Many potential investors are hesitant to start portfolios today due to the state of the economy. However, it’s during times like these when investors should take the opportunity to accumulate shares at massive discounts. Being able to keep a cool head and invest consistently during market downturns is essential if you desire to be successful in the stock market.
With that said, investors should also consider a TFSA for their starter portfolios. That’s because you’ll be able to withdraw all of your gains tax free. In this article, I’ll discuss three stocks I’d buy in a new portfolio today.
Start by acquiring solid dividend stocks
As a new investor, I believe you should focus on buying shares of solid dividend stocks. This is largely because dividend stocks tend to be less volatile than growth stocks. This will help you ease into the stock market and get used to the day-to-day changes that you’ll see in your portfolio. In addition, you can receive a regular distribution in return for holding those shares. Seeing that dividend grow over time can be a very fulfilling feeling.
If I could only choose one dividend stock to add to a new portfolio, it would be Fortis (TSX:FTS)(NYSE:FTS). This is one of the best dividend companies on the TSX, in my opinion. What’s impressive about Fortis is its long dividend-growth streak. The company has raised its dividend in each of the past 47 years. That gives it the second-longest active dividend-growth streak in the country.
Look for blue-chip companies
Blue-chip stocks should make up the bulk of your portfolio. By blue-chip stocks, I mean companies that are well-established and lead its respective industry. There are many companies that would satisfy this classification. One way you can find blue-chip stocks that are interesting to you is by looking at the S&P/TSX 60. This is a list of 60 blue-chip companies which lead important industries in Canada.
One blue-chip stock that investors should consider buying for a new portfolio is Brookfield Asset Management (TSX:BAM.A)(NYSE:BAM). With about $725 billion of assets under management, Brookfield is one of the largest alternative asset management firms in the world. Through its subsidiaries, it has exposure to the infrastructure, real estate, renewable utility, and private equity markets.
Add a bit of growth to your portfolio
Finally, it’s natural to want to add stocks that can provide a bit more growth to your portfolio. In this case, I would suggest that new investors still stick to blue-chip companies. An example of such a company would be Shopify (TSX:SHOP)(NYSE:SHOP). Although it may seem like a controversial company to invest in today due to how much its fallen this year, I believe Shopify still has a bright future.

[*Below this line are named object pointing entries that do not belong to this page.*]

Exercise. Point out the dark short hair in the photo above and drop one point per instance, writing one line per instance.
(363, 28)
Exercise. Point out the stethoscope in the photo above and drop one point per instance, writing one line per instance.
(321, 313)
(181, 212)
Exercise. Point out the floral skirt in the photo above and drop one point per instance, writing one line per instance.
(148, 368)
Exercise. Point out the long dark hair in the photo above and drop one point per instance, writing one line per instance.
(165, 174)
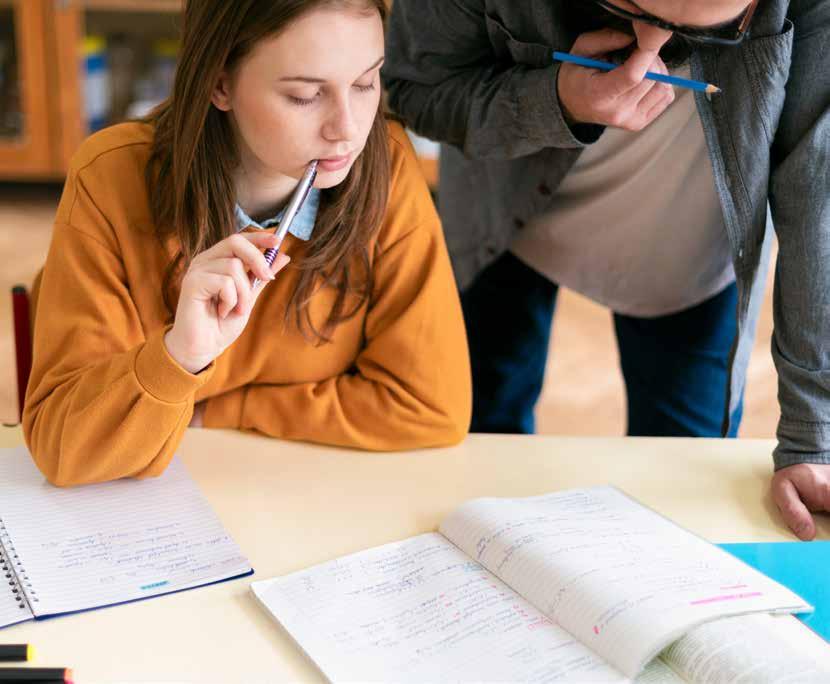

It provides merchants of all sizes with a platform and the tools necessary to operate online stores. In Q2 2021, Shopify surpassed Amazon in terms of monthly unique visitors for the first time in history. As consumers continue to shift towards online retail, Shopify should have a place in our economy. As a leader in the emerging e-commerce industry, I have a hard time imagining a future where Shopify isn’t successful.